The open source movements in software, and more broadly the maker, open knowledge and DIY movements across society, are aimed at undercutting the profiteering business models and are expanding rapidly today. Indeed, they are a force equal to other business ecosystems, and will be considered later in this book in more depth, as Maker Ecosystems. Their campaigns are able to free secret, proprietary knowledge and radically empower participation. DIY is self-supporting and self-expanding as knowledge is shared.

Vital to the work, then, will be these peer-production, open source, knowledge-sharing DIY Maker Ecosystems, already spreading at an astounding pace around the world, and blending and blurring the lines between consumer and producer.

What we build for the great turnaround will interconnect user-led ecosystems with all manner of other businesses, including those that are capital intensive. Like the architect and design pioneer Chris Alexander teachers, our business architecture will be fundamentally mixed, with a range of sizes, types, shapes and functions.

Velocity, richness and widespread participation are our priority. We need, thus, business models that reward proliferation rather than scarcity.

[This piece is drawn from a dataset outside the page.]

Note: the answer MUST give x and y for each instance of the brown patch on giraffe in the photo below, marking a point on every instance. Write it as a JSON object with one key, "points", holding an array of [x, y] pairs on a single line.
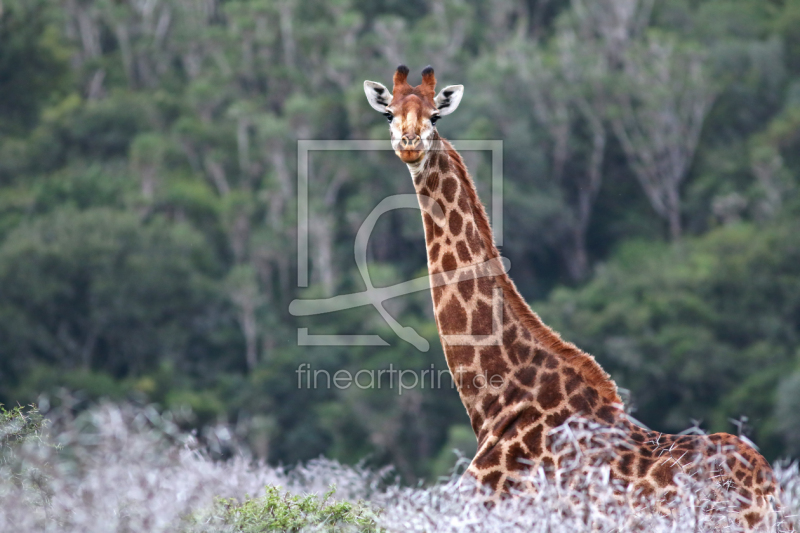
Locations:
{"points": [[644, 465], [466, 383], [625, 464], [482, 236], [460, 355], [449, 264], [489, 458], [549, 468], [526, 375], [433, 181], [437, 294], [591, 396], [434, 253], [752, 519], [449, 189], [543, 358], [476, 419], [466, 287], [444, 162], [513, 395], [510, 487], [486, 285], [482, 319], [643, 489], [509, 336], [491, 405], [463, 203], [607, 413], [433, 160], [516, 458], [455, 222], [571, 380], [429, 225], [453, 318], [533, 440], [549, 391], [473, 238], [521, 351], [557, 419], [493, 363], [579, 404], [492, 479], [527, 417], [463, 253]]}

How will we accomplish this? How do we begin? Who and how can we join with in order to strengthen our positions? How do we create the new while operating in the old, and how do we create the high-minded while dealing with the low?

The question under the questions, restated, is: How do we develop business models that fairly, and in many cases richly, reward those that resolve the dilemma of raising standards of living for people, and reducing our carbon footprint and, more broadly, healing and living comfortably with the Earth?

I believe that the most important answers to this question have, to date, come from the information technology sector. Other sectors such as Public Health have made profound advances as well, but as an industry community the technology community has been focused on the question for more than four decades, at least.

Technology is a good lab. It is complex, fast moving, and global. In addition, it lacks some of the inherent characteristics that make these issues harder to study in other sectors. The technology sector’s progress is easily measurable in the short and the long term, unlike, say education or community organizing. Information technology is comparatively free of regulation, especially of participation-limiting regulation, unlike telecom and health care. And the types of abundance technology creates are reflected quickly in both physical and economic terms, and thus are readily seen to pay for themselves and justify society’s support.

The technology sector is by no means the only sector providing new business models. It is one of many. However it is uniquely valuable as a laboratory.